I want to write a postgres function that makes a column by looking up the values of other columns in a different table.
As an example if I have the tables:
create schema if not exists example;
CREATE TABLE example.price_table (
symbol text NOT NULL,
time_of timestamptz NOT NULL,
price float8 null
volume float8 null
)
INSERT INTO example.price_table VALUES
('GME', '2016-01-01 00:00:00', 10.0, 10),
('GME', '2016-01-02 00:00:00', 11.0, 3),
('GME', '2016-01-03 00:00:00', 9.0 , 7),
('GME', '2016-01-03 00:40:00', 10.5, 76),
('GME', '2016-01-04 00:00:00', 11.0, 10),
('BBBY', '2016-01-01 00:00:00', 20.0, 5),
('BBBY', '2016-01-02 02:30:00', 2123.0, 1),
('BBBY', '2016-01-02 03:30:00', 2133.0, 1),
('BBBY', '2016-01-02 04:30:00', 2144.0, 100),
('BBBY', '2016-01-03 00:00:00', 29.0, 999),
('BBBY', '2016-01-03 03:40:00', 20.5, 1),
('BBBY', '2016-01-03 04:40:00', 20.6, 54),
('BBBY', '2016-01-04 00:00:00', 21.0, 34),
('BBBY', '2016-01-06 00:00:00', 666.0, 1);
CREATE TABLE example.interesting_times (
symbol text NOT NULL,
time_of timestamptz NOT NULL
)
INSERT INTO example.interesting_times VALUES
('GME', '2016-01-01 00:00:00'),
('GME', '2016-01-02 00:30:00'),
('GME', '2016-01-03 05:00:00'),
('GME', '2016-01-03 00:40:00'),
('GME', '2016-01-04 00:00:00'),
('BBBY', '2016-01-01 01:00:00'),
('BBBY', '2016-01-02 00:00:00'),
('BBBY', '2016-01-03 00:00:00'),
('BBBY', '2016-01-03 07:40:00'),
('BBBY', '2016-01-04 00:00:00');
Then I want to be able to query the interesting_times times table while adding a column that gives the earliest market price at least 3 hours (but not more than 3 hours + 24 hours) into the future.

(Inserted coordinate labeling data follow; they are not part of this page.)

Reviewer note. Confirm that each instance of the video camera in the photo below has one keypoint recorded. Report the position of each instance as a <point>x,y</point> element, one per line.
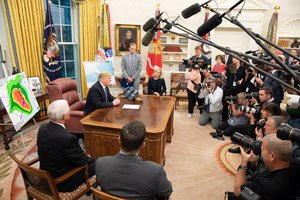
<point>231,98</point>
<point>247,142</point>
<point>194,63</point>
<point>248,110</point>
<point>287,132</point>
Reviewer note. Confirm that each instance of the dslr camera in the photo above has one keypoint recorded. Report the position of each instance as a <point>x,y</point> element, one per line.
<point>247,142</point>
<point>231,98</point>
<point>250,95</point>
<point>247,109</point>
<point>287,132</point>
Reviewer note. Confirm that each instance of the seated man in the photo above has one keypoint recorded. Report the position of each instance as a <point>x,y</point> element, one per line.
<point>59,151</point>
<point>126,174</point>
<point>213,95</point>
<point>278,181</point>
<point>99,95</point>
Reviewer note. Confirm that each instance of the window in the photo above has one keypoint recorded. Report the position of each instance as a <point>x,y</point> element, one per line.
<point>63,20</point>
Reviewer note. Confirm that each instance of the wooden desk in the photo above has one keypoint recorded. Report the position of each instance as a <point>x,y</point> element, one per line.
<point>40,97</point>
<point>102,127</point>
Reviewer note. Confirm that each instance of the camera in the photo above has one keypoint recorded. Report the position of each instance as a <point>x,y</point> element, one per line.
<point>250,95</point>
<point>287,132</point>
<point>231,98</point>
<point>248,110</point>
<point>247,142</point>
<point>261,124</point>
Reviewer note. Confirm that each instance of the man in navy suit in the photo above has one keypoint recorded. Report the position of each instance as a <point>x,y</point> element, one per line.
<point>99,95</point>
<point>59,151</point>
<point>126,174</point>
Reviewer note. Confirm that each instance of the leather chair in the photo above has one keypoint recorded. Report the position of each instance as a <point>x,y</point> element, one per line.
<point>39,184</point>
<point>100,195</point>
<point>66,88</point>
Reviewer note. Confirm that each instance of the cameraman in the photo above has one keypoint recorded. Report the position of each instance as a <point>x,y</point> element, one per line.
<point>277,181</point>
<point>213,103</point>
<point>193,89</point>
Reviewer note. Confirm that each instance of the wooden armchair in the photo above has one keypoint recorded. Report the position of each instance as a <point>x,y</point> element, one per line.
<point>100,195</point>
<point>39,184</point>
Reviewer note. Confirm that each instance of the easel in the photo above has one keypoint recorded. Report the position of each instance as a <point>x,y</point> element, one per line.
<point>3,124</point>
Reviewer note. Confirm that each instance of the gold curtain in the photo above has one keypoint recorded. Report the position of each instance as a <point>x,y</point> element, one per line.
<point>27,18</point>
<point>89,24</point>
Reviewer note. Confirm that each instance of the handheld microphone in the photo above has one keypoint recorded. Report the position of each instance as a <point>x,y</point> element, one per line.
<point>168,26</point>
<point>215,21</point>
<point>193,9</point>
<point>250,52</point>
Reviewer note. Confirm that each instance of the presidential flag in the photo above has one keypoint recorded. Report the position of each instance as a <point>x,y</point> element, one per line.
<point>154,53</point>
<point>51,54</point>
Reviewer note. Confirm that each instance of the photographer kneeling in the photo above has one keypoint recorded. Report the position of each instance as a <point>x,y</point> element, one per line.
<point>213,103</point>
<point>276,182</point>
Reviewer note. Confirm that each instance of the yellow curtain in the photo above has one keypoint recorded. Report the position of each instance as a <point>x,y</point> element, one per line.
<point>89,24</point>
<point>27,18</point>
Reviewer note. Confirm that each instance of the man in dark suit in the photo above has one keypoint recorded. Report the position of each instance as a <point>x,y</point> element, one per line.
<point>127,175</point>
<point>59,151</point>
<point>99,95</point>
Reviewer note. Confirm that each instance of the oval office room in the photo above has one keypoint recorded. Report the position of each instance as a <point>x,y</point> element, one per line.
<point>100,100</point>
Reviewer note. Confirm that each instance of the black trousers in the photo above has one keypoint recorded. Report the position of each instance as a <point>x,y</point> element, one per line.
<point>192,98</point>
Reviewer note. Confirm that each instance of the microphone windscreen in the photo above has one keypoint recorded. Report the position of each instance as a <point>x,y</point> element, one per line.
<point>190,11</point>
<point>167,27</point>
<point>209,25</point>
<point>148,37</point>
<point>149,24</point>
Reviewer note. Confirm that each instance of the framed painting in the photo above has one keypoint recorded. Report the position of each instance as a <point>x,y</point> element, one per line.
<point>125,35</point>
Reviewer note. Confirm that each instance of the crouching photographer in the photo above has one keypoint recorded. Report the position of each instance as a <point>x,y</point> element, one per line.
<point>277,182</point>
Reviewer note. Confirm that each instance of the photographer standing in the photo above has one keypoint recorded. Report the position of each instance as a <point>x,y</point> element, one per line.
<point>213,95</point>
<point>277,181</point>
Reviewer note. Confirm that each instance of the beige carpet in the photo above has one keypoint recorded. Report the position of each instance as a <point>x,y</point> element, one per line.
<point>199,167</point>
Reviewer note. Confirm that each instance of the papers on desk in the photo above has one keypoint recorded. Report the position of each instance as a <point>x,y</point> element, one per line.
<point>131,106</point>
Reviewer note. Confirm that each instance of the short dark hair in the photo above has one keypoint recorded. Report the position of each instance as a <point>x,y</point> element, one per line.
<point>132,136</point>
<point>272,108</point>
<point>267,89</point>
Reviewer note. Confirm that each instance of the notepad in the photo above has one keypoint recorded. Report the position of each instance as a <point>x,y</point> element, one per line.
<point>131,106</point>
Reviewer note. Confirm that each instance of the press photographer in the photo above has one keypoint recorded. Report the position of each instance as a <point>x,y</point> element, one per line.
<point>213,103</point>
<point>277,182</point>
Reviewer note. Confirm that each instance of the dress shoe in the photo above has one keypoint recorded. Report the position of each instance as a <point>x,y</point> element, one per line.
<point>234,150</point>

Ideally I would like to do this in a simple way via a new markout_price_table
function like:
select symbol, time_of, markout_price_table(symbol, time_of, 'price', '3 hours', '24 hours') as price_3_hours_later
from example.interesting_times order by symbol, time_of;
and I could similarly get a different markout by adding something like markout_price_table(symbol, time_of, 'price', '6 hours', '24 hours') as price_6_hours_later
or markout_price_table(symbol, time_of, 'volume', '0 hours', '24 hours') as volume_at_time
in the query.
Is it possible to encapsulate the logic in a function like this and if so would it be as fast as getting all of the data downloaded and doing the merges locally?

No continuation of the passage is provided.